Farmers aren’t concerned about this new rule because we’re just sitting in our fields dumping ridiculous amounts of harmful chemicals into our drinking water and having a good time over it. We’re concerned because when we need to apply fertilizer to our crops, we don’t have 3 months to apply for a permit from the EPA and just hope it gets taken care of. We also don’t have time for the court system to debate the definition of “water” – our crops will be dead by the time they figure that out, and our farms might just die with it.
What we want is to feel confident that we can go about our business farming without the EPA ringing our doorbell and slapping us with a big fine. Until we feel reassured, we’re going to be concerned about this rule and we’re going to ask questions.
So, Do Farmers Need to Worry?
Back when the rule was first proposed and the period for public comment was open, there seemed to be a lot of confusion about what water the EPA hoped to bring under the CWA and what types of activities would be exempt.
The EPA Administrator McCarthy acknowledged that the proposed rule was somewhat confusing and claims the agency attempted to make things clear. As it stands currently, the CWA exempts normal farm activities, such as plowing, seeding and the movement of livestock, among other things. (ABC News) As stated on a fact sheet released by the EPA, the agency claims the rule preserves the original agricultural exemptions.
You can read the full fact sheet here. McCarthy tried to assure farmers that agriculture still does not require any permits.
So…We’re All Good; Right?
Not quite yet.
Remember those two exceptions to the rule? Well, that might cause some problems. The exceptions include: “Prairie potholes, Carolina and Delmarva bays, pocosins, western vernal pools in California, and Texas coastal prairie wetlands.” As the Wall Street Journal pointed out, those were some of the biggest concerns that people had with the proposed rule, including the prairie potholes. This is that gray fuzzy area that we were all hoping to avoid. If you’re a farmer and your land is near one of those shallow wetlands, can you continue to farm without a permit? Well, you probably need to wait until the EPA makes a decision.
Oh, and if you’re looking for a few other reasons that there might be a concern, check this out. Senator John Boozeman from Arkansas was asked about his opposition and provided the following examples of problems he has with the final rule:
•”EPA or the Corps will look at aerial photos or the surrounding area to guess whether a rice pond was constructed in a stream or wetland, even if that construction took place 100 years ago, so they may still regulate rice ponds.”
• “The final rule does not exempt ditches used by agriculture to move irrigation water around. It only exempts ditches used to drain rainwater runoff. So the channels used to drain rice ponds may be jurisdictional.”
• “Even land that proves to not be jurisdictional will now undergo delays and analysis (for a jurisdictional determination) as landowners seek federal jurisdictional determinations on a much more frequent basis, which increases costs and discourages traditional farming activities.”

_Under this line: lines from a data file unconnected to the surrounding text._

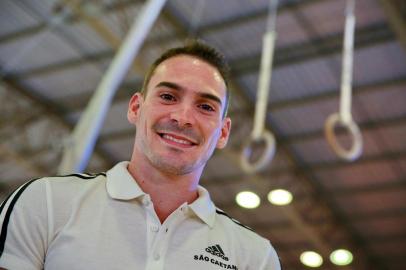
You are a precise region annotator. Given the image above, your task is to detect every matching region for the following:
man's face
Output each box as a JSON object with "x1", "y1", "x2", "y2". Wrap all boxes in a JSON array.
[{"x1": 128, "y1": 55, "x2": 231, "y2": 175}]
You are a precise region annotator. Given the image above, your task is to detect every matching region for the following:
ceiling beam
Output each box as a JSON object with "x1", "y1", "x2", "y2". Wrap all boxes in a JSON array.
[
  {"x1": 56, "y1": 81, "x2": 142, "y2": 111},
  {"x1": 218, "y1": 195, "x2": 406, "y2": 229},
  {"x1": 59, "y1": 0, "x2": 147, "y2": 77},
  {"x1": 330, "y1": 178, "x2": 406, "y2": 197},
  {"x1": 196, "y1": 0, "x2": 325, "y2": 34},
  {"x1": 228, "y1": 76, "x2": 406, "y2": 118},
  {"x1": 347, "y1": 207, "x2": 406, "y2": 221},
  {"x1": 231, "y1": 22, "x2": 394, "y2": 75},
  {"x1": 0, "y1": 23, "x2": 46, "y2": 44},
  {"x1": 0, "y1": 0, "x2": 137, "y2": 43},
  {"x1": 281, "y1": 112, "x2": 406, "y2": 144},
  {"x1": 14, "y1": 21, "x2": 393, "y2": 80},
  {"x1": 15, "y1": 50, "x2": 113, "y2": 77},
  {"x1": 1, "y1": 74, "x2": 116, "y2": 170},
  {"x1": 204, "y1": 149, "x2": 406, "y2": 187},
  {"x1": 379, "y1": 0, "x2": 406, "y2": 51},
  {"x1": 0, "y1": 0, "x2": 321, "y2": 46}
]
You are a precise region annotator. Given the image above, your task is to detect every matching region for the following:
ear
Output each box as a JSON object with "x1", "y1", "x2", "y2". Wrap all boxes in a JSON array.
[
  {"x1": 216, "y1": 117, "x2": 232, "y2": 149},
  {"x1": 127, "y1": 92, "x2": 143, "y2": 125}
]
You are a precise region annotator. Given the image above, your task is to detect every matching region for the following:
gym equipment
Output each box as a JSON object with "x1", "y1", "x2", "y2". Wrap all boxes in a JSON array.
[{"x1": 324, "y1": 0, "x2": 362, "y2": 161}]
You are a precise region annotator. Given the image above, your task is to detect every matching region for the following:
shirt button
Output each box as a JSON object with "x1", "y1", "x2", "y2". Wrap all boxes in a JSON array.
[
  {"x1": 154, "y1": 253, "x2": 160, "y2": 260},
  {"x1": 151, "y1": 225, "x2": 159, "y2": 232},
  {"x1": 143, "y1": 200, "x2": 150, "y2": 206}
]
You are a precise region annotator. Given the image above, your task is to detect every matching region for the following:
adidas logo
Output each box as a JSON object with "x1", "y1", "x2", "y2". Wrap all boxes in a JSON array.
[
  {"x1": 194, "y1": 245, "x2": 237, "y2": 269},
  {"x1": 205, "y1": 244, "x2": 229, "y2": 261}
]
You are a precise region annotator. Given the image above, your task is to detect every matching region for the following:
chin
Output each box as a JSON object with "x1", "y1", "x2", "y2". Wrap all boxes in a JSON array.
[
  {"x1": 154, "y1": 155, "x2": 207, "y2": 175},
  {"x1": 158, "y1": 162, "x2": 196, "y2": 175}
]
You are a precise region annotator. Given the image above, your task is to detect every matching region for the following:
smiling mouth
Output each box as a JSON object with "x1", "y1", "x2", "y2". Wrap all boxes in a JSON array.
[{"x1": 157, "y1": 132, "x2": 198, "y2": 147}]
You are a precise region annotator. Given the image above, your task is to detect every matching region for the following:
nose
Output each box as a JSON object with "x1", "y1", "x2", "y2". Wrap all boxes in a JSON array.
[{"x1": 170, "y1": 104, "x2": 195, "y2": 128}]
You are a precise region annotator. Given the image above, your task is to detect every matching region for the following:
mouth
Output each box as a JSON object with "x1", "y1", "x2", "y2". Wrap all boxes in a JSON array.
[{"x1": 157, "y1": 132, "x2": 198, "y2": 148}]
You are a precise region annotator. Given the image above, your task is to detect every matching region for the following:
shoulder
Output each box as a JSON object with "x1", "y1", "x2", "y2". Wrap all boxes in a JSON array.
[
  {"x1": 214, "y1": 208, "x2": 281, "y2": 269},
  {"x1": 35, "y1": 172, "x2": 108, "y2": 209},
  {"x1": 214, "y1": 207, "x2": 262, "y2": 240},
  {"x1": 0, "y1": 172, "x2": 108, "y2": 269},
  {"x1": 9, "y1": 172, "x2": 107, "y2": 191},
  {"x1": 1, "y1": 172, "x2": 107, "y2": 218},
  {"x1": 45, "y1": 172, "x2": 107, "y2": 184},
  {"x1": 43, "y1": 172, "x2": 107, "y2": 191}
]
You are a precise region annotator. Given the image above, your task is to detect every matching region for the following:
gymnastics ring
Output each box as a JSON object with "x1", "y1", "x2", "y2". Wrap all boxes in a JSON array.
[
  {"x1": 240, "y1": 130, "x2": 276, "y2": 173},
  {"x1": 324, "y1": 113, "x2": 362, "y2": 161}
]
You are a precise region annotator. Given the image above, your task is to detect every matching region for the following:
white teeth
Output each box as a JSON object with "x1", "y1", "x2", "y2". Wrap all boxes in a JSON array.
[{"x1": 162, "y1": 134, "x2": 192, "y2": 145}]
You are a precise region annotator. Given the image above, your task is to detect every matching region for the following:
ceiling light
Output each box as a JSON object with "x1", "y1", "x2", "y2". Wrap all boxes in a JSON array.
[
  {"x1": 235, "y1": 191, "x2": 260, "y2": 209},
  {"x1": 300, "y1": 251, "x2": 323, "y2": 268},
  {"x1": 330, "y1": 249, "x2": 353, "y2": 266},
  {"x1": 267, "y1": 189, "x2": 293, "y2": 205}
]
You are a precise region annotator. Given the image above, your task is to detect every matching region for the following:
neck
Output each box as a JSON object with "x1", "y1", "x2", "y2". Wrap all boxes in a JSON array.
[{"x1": 127, "y1": 151, "x2": 202, "y2": 223}]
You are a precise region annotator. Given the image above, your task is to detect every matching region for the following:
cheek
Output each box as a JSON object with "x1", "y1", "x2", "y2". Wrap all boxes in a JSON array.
[
  {"x1": 137, "y1": 109, "x2": 152, "y2": 136},
  {"x1": 203, "y1": 121, "x2": 222, "y2": 141}
]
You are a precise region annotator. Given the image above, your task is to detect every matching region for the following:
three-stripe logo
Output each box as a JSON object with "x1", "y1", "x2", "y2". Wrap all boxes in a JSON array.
[{"x1": 205, "y1": 244, "x2": 229, "y2": 261}]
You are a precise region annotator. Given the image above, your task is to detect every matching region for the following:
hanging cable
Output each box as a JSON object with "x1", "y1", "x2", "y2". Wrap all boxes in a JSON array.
[
  {"x1": 324, "y1": 0, "x2": 362, "y2": 161},
  {"x1": 240, "y1": 0, "x2": 278, "y2": 173}
]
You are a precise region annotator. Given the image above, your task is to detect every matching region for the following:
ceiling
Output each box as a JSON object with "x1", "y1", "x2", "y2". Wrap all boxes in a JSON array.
[{"x1": 1, "y1": 0, "x2": 405, "y2": 269}]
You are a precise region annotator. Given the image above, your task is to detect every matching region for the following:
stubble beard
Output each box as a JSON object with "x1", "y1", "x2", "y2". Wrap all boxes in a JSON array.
[
  {"x1": 139, "y1": 137, "x2": 195, "y2": 175},
  {"x1": 141, "y1": 137, "x2": 215, "y2": 176},
  {"x1": 137, "y1": 119, "x2": 218, "y2": 176}
]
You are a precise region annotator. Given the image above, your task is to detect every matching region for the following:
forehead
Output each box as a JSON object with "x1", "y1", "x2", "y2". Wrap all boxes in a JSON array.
[{"x1": 148, "y1": 55, "x2": 227, "y2": 98}]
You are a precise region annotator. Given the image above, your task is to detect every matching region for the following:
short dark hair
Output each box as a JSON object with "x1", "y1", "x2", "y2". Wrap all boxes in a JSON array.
[{"x1": 141, "y1": 40, "x2": 231, "y2": 118}]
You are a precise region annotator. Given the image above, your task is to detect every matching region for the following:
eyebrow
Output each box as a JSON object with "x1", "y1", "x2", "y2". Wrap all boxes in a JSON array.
[{"x1": 155, "y1": 81, "x2": 223, "y2": 106}]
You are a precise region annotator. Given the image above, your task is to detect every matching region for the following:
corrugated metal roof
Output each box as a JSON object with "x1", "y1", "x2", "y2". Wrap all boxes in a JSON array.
[
  {"x1": 353, "y1": 41, "x2": 406, "y2": 85},
  {"x1": 1, "y1": 0, "x2": 405, "y2": 269},
  {"x1": 316, "y1": 160, "x2": 399, "y2": 189},
  {"x1": 169, "y1": 0, "x2": 269, "y2": 27},
  {"x1": 24, "y1": 62, "x2": 103, "y2": 98},
  {"x1": 0, "y1": 1, "x2": 40, "y2": 36},
  {"x1": 300, "y1": 0, "x2": 386, "y2": 38},
  {"x1": 60, "y1": 22, "x2": 110, "y2": 53},
  {"x1": 0, "y1": 31, "x2": 81, "y2": 72}
]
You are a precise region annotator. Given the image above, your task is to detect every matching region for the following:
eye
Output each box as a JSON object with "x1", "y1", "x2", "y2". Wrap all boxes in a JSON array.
[
  {"x1": 160, "y1": 93, "x2": 176, "y2": 101},
  {"x1": 199, "y1": 103, "x2": 215, "y2": 112}
]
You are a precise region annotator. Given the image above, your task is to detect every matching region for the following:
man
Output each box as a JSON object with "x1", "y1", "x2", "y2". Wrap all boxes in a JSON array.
[{"x1": 0, "y1": 41, "x2": 280, "y2": 270}]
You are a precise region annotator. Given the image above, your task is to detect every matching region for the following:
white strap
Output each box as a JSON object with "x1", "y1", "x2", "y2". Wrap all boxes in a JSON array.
[
  {"x1": 240, "y1": 0, "x2": 278, "y2": 173},
  {"x1": 325, "y1": 0, "x2": 362, "y2": 161}
]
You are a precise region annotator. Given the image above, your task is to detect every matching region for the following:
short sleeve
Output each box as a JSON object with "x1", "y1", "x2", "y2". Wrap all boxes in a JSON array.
[
  {"x1": 260, "y1": 242, "x2": 281, "y2": 270},
  {"x1": 0, "y1": 179, "x2": 48, "y2": 270}
]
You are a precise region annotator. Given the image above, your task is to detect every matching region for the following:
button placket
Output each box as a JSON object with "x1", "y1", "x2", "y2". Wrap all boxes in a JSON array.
[
  {"x1": 144, "y1": 195, "x2": 161, "y2": 252},
  {"x1": 150, "y1": 224, "x2": 159, "y2": 232},
  {"x1": 145, "y1": 202, "x2": 191, "y2": 269}
]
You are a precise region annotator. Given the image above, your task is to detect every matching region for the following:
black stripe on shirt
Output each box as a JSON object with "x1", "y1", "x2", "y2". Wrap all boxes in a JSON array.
[
  {"x1": 215, "y1": 209, "x2": 254, "y2": 232},
  {"x1": 0, "y1": 191, "x2": 15, "y2": 218},
  {"x1": 0, "y1": 172, "x2": 106, "y2": 257},
  {"x1": 0, "y1": 178, "x2": 40, "y2": 256},
  {"x1": 56, "y1": 172, "x2": 106, "y2": 179}
]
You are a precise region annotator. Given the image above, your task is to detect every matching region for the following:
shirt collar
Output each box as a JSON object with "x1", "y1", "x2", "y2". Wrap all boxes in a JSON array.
[
  {"x1": 189, "y1": 185, "x2": 216, "y2": 228},
  {"x1": 106, "y1": 161, "x2": 145, "y2": 200},
  {"x1": 106, "y1": 161, "x2": 216, "y2": 228}
]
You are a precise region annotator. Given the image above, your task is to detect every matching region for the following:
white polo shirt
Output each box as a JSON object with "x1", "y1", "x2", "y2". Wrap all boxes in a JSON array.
[{"x1": 0, "y1": 162, "x2": 280, "y2": 270}]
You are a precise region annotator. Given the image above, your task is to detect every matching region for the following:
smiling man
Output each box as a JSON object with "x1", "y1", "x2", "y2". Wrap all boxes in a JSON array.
[{"x1": 0, "y1": 41, "x2": 281, "y2": 270}]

• When the “EPA says this will not affect farming, the agency is relying on some creative word-play (to put it generously) to try to back that up. EPA may ultimately realize that it can’t regulate a particular ditch on a farmer’s land, but only after the farmer has jumped through a number of new hoops to get that clearance.”

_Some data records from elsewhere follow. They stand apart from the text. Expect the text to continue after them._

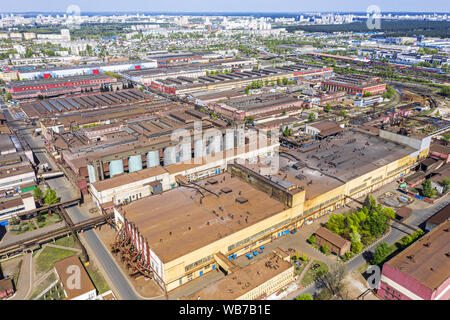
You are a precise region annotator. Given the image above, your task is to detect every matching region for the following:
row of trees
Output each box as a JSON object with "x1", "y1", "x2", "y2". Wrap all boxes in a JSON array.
[{"x1": 372, "y1": 228, "x2": 424, "y2": 265}]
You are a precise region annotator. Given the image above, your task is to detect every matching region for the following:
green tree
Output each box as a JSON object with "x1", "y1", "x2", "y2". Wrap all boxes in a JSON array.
[
  {"x1": 324, "y1": 103, "x2": 331, "y2": 112},
  {"x1": 351, "y1": 240, "x2": 363, "y2": 254},
  {"x1": 321, "y1": 244, "x2": 329, "y2": 254},
  {"x1": 308, "y1": 112, "x2": 316, "y2": 122},
  {"x1": 296, "y1": 293, "x2": 313, "y2": 300},
  {"x1": 5, "y1": 91, "x2": 12, "y2": 101},
  {"x1": 442, "y1": 178, "x2": 450, "y2": 193},
  {"x1": 33, "y1": 187, "x2": 44, "y2": 201},
  {"x1": 308, "y1": 235, "x2": 316, "y2": 245},
  {"x1": 381, "y1": 207, "x2": 395, "y2": 219},
  {"x1": 372, "y1": 242, "x2": 391, "y2": 265},
  {"x1": 326, "y1": 214, "x2": 346, "y2": 235},
  {"x1": 422, "y1": 179, "x2": 436, "y2": 198},
  {"x1": 44, "y1": 189, "x2": 59, "y2": 205},
  {"x1": 364, "y1": 195, "x2": 377, "y2": 211},
  {"x1": 366, "y1": 211, "x2": 388, "y2": 237}
]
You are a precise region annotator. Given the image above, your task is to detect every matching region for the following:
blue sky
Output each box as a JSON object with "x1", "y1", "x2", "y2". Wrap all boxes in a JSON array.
[{"x1": 3, "y1": 0, "x2": 449, "y2": 13}]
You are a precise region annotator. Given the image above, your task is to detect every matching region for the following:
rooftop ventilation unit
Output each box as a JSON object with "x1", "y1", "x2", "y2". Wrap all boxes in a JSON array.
[
  {"x1": 221, "y1": 187, "x2": 232, "y2": 194},
  {"x1": 207, "y1": 178, "x2": 218, "y2": 185}
]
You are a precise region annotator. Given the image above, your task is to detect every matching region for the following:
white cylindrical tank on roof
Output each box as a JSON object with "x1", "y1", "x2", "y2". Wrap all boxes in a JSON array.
[
  {"x1": 109, "y1": 159, "x2": 124, "y2": 177},
  {"x1": 87, "y1": 164, "x2": 96, "y2": 184},
  {"x1": 146, "y1": 150, "x2": 159, "y2": 168},
  {"x1": 128, "y1": 155, "x2": 143, "y2": 173},
  {"x1": 163, "y1": 146, "x2": 176, "y2": 166}
]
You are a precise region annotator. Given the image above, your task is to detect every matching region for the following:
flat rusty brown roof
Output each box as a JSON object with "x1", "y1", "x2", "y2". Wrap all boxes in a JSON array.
[
  {"x1": 386, "y1": 220, "x2": 450, "y2": 290},
  {"x1": 117, "y1": 173, "x2": 287, "y2": 263},
  {"x1": 182, "y1": 252, "x2": 293, "y2": 300}
]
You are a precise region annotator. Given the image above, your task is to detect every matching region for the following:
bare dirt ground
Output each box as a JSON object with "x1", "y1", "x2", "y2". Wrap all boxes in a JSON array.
[{"x1": 344, "y1": 271, "x2": 379, "y2": 300}]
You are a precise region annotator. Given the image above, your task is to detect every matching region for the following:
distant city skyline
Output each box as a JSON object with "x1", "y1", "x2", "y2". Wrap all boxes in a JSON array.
[{"x1": 2, "y1": 0, "x2": 449, "y2": 14}]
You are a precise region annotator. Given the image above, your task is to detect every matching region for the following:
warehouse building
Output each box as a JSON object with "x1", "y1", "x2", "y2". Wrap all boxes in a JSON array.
[
  {"x1": 209, "y1": 92, "x2": 304, "y2": 121},
  {"x1": 182, "y1": 250, "x2": 294, "y2": 300},
  {"x1": 377, "y1": 220, "x2": 450, "y2": 300},
  {"x1": 20, "y1": 88, "x2": 148, "y2": 119},
  {"x1": 90, "y1": 140, "x2": 278, "y2": 209},
  {"x1": 314, "y1": 227, "x2": 351, "y2": 256},
  {"x1": 6, "y1": 74, "x2": 118, "y2": 100},
  {"x1": 322, "y1": 74, "x2": 386, "y2": 96},
  {"x1": 148, "y1": 64, "x2": 333, "y2": 97},
  {"x1": 0, "y1": 193, "x2": 36, "y2": 222},
  {"x1": 17, "y1": 60, "x2": 157, "y2": 80},
  {"x1": 113, "y1": 171, "x2": 304, "y2": 291},
  {"x1": 121, "y1": 59, "x2": 256, "y2": 85},
  {"x1": 147, "y1": 51, "x2": 218, "y2": 66},
  {"x1": 425, "y1": 203, "x2": 450, "y2": 232},
  {"x1": 111, "y1": 126, "x2": 431, "y2": 292}
]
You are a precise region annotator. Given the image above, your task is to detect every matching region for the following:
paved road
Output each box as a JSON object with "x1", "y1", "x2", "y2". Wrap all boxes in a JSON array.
[
  {"x1": 10, "y1": 253, "x2": 32, "y2": 300},
  {"x1": 290, "y1": 195, "x2": 450, "y2": 299},
  {"x1": 9, "y1": 121, "x2": 141, "y2": 300}
]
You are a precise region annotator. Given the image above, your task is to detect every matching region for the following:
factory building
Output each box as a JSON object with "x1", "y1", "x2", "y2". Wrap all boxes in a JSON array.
[
  {"x1": 121, "y1": 59, "x2": 256, "y2": 85},
  {"x1": 209, "y1": 92, "x2": 305, "y2": 121},
  {"x1": 0, "y1": 193, "x2": 36, "y2": 222},
  {"x1": 182, "y1": 250, "x2": 294, "y2": 300},
  {"x1": 17, "y1": 60, "x2": 157, "y2": 81},
  {"x1": 377, "y1": 220, "x2": 450, "y2": 300},
  {"x1": 322, "y1": 74, "x2": 386, "y2": 96},
  {"x1": 147, "y1": 64, "x2": 333, "y2": 97},
  {"x1": 112, "y1": 128, "x2": 431, "y2": 292},
  {"x1": 147, "y1": 51, "x2": 218, "y2": 66},
  {"x1": 20, "y1": 88, "x2": 148, "y2": 119},
  {"x1": 90, "y1": 139, "x2": 278, "y2": 209}
]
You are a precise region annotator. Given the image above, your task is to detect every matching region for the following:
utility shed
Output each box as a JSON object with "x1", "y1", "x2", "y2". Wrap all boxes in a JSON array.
[
  {"x1": 396, "y1": 207, "x2": 413, "y2": 220},
  {"x1": 314, "y1": 227, "x2": 351, "y2": 256}
]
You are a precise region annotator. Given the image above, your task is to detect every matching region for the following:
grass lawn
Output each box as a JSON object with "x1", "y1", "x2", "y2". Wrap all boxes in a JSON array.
[
  {"x1": 30, "y1": 272, "x2": 56, "y2": 300},
  {"x1": 301, "y1": 260, "x2": 329, "y2": 287},
  {"x1": 13, "y1": 259, "x2": 23, "y2": 287},
  {"x1": 53, "y1": 235, "x2": 79, "y2": 249},
  {"x1": 35, "y1": 246, "x2": 78, "y2": 274},
  {"x1": 291, "y1": 257, "x2": 310, "y2": 276},
  {"x1": 10, "y1": 220, "x2": 37, "y2": 235},
  {"x1": 39, "y1": 282, "x2": 64, "y2": 300},
  {"x1": 85, "y1": 263, "x2": 110, "y2": 294}
]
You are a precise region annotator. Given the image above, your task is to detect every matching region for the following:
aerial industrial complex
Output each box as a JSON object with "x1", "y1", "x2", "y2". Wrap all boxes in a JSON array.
[{"x1": 0, "y1": 8, "x2": 449, "y2": 305}]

Who’s right? I wish I could answer that question, but the CWA is complicated and even the Supreme Court has struggled with the definition of “waters of the United States.” I’m sure there will be legal battles ahead. I’m definitely interested in seeing the reaction of various players as they each have time to read through the rule and render some analysis. I wouldn’t dare make any predictions about whether these fears will come to light or whether the EPA is being honest in its answers that agriculture won’t be effected, but only time will tell.
Unfortunately, we don’t have a choice now but to wait.